Ainsi, l’Ordre de St. Dumas et Jean-Paul Valley ont toujours été des éléments (crées dans l’indigeste mais culte saga Knightfall) à double tranchant (comme sa lame). D’un côté une psychologie intéressante pour l’être humain (il est quasiment bipolaire, ce qui est hélas peu exploité dans cette itération contemporaine) ainsi qu’une force hors du commun couplée à une panoplie esthétique variée et parfois appréciable quand il endosse le costume, ou plutôt l’armure de Batman (en résulte de savoureuses scènes de combat — ici et déjà à l’époque dans Knightfall). D’un autre côté un passif pénible, un brin lourdingue et surtout un aspect religieux trop prononcé, peu plausible et avec un intérêt limité, in fine.

Heureusement, il n’y a pas « que ça » dans Curse of the White Knight. En complément des dessins toujours aussi sublimes (on y reviendra), l’écriture et certaines situations restent passionnantes car si singulières et hors des sentiers battus. On pense en premier lieu à la relation mi-amicale, mi-amoureuse entre Batman et Harleen Quinzel ainsi que l’évolution de cette dernière. Elle était l’un des points forts du tome précédent, son rôle continue d’être soigné (dommage d’avoir mis sur la touche la néo-Joker même si elle est mentionnée au détour de quelques cases).

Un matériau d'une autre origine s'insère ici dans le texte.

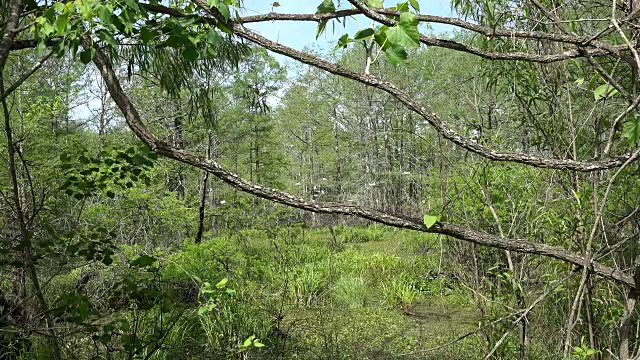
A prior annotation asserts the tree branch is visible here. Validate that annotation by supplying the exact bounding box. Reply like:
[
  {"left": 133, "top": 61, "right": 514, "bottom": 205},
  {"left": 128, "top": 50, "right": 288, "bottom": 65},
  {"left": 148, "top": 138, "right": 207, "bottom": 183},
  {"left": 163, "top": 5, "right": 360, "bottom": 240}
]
[{"left": 90, "top": 41, "right": 635, "bottom": 287}]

Autre suivi appréciable : l’avancement du GTO. Outre l’approche militaire et policière, c’est à nouveau Barbara/Batgirl qui fait l’objet d’une certaine attention ainsi que Renée Montoya, fraîchement promue à la tête des équipes (et dont le costume aux tons pourpres rappellent un peu Huntress — la policière se muera-t-elle en cette justicière dans une suite éventuelle ?). Dick/Nightwing est toujours un peu en retrait mais la fin du livre lui offre un joli échange/hommage. L’on suit évidemment à nouveau le Joker et par bribe Jack Napier — sans aucun doute les passages les plus réussis de l’œuvre. L’équilibre entre cette longue liste de protagonistes (et d’autres) reste idéal et le rythme plutôt soutenu malgré des passages pénibles (voir un peu plus loin). Le texte est dense mais accessible.

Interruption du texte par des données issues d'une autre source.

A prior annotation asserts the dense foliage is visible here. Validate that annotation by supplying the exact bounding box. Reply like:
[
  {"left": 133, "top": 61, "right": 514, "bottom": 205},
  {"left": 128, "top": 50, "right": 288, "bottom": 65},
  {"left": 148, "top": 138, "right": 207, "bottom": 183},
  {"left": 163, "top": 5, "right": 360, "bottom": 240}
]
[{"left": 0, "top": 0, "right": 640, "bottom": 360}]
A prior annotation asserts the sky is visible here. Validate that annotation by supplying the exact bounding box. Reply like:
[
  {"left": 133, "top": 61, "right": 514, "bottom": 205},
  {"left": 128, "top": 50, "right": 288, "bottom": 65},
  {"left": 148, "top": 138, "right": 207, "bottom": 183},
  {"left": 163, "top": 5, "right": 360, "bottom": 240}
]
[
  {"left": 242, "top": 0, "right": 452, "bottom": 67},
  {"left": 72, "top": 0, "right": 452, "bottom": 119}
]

Un peu comme dans le tome précédent, Sean Murphy bouscule quelques statu quo de façon inédite : Harleen Quinzel est enceinte, l’identité de Batman est révélée à beaucoup de personnes (dont certaines auxquelles on n’aurait pas songé), celle de Batgirl à la population entière, Gordon démissionne du GCPD, de nouvelles morts dont certaines très osées surprennent et choquent le lecteur, etc. D’autres états des lieux sont plus convenus mais toujours plaisants à découvrir, comme le manoir Wayne qui est brûlé — souvent vu en films mais pas tant que ça en comics ! — ou encore la croisade multiple entre Jean-Paul et le Joker. On note aussi le mystérieux personnage de Ruth, véritable clone d’Amanda Waller, et d’un prêtre, lui aussi énigmatique même s’il fait un peu sens après quelques révélations tardives.

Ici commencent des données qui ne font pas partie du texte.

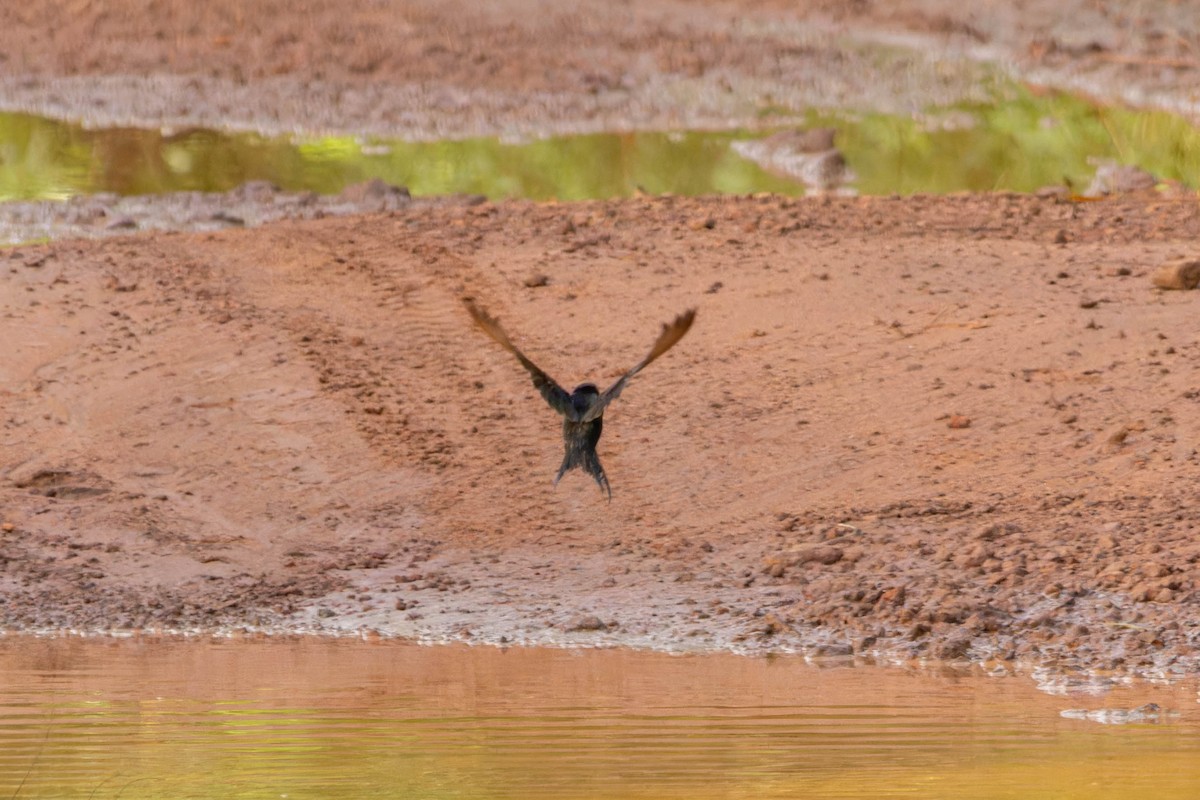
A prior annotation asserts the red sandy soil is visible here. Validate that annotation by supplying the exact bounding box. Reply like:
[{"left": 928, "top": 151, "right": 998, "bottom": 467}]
[
  {"left": 0, "top": 197, "right": 1200, "bottom": 667},
  {"left": 0, "top": 0, "right": 1200, "bottom": 672}
]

On l’a un peu évoqué, ce qui plombe le récit tient sur deux axes. Le premier correspond à tous les flashbacks de l’ancêtre de Bruce (Edmond Wayne) et cet improbable héritage pour ses descendants (il aurait inondé une partie de Gotham City pour moduler la ville à sa convenance) corrélé à son ennemi de toujours Bakkar (dont Jean-Paul Valley serait, évidemment, le légitime rejeton). Difficile de s’attacher à ces nouveaux personnages ou d’y trouver un intérêt. Seule la conclusion de l’histoire offre une nouvelle perspective et permet de relancer (plutôt efficacement) la narration avec (encore) un statu quo original. Bullock semble être une voix de la raison : « Des histoires de propriétés ? De sectes ? Un vampire qui s’appelle Laffy ? Sans parler de rosbifs et d’un mystère englouti à la Scooby-Doo daté de plus de trois cent piges. En quoi ça va nous aider à choper Azraël ? »

Le second « problème » est lié au premier puisqu’il s’agit de Jean-Paul Valley/Azraël qui est un choix peu cohérent par rapport à White Knight comme on l’a vu car il colle mal au registre initialement mis en place. Bane aurait eu sa place légitime pour le remplacer (il apparaît d’ailleurs pour l’occasion puisque le titre propose une certaine relecture, toute proportion gardée évidemment, de Knightfall, notamment avec la modernisation d’Azraël et de certains de ses costumes). Néanmoins, la présence d’Azraël face, entre autres, à Batman offre des scènes d’action spectaculaires : on ne boude pas son plaisir devant les combats, courses-poursuite et explosions dont la bande dessinée est friande. C’est réalisé avec brio, c’est très intense et réussi !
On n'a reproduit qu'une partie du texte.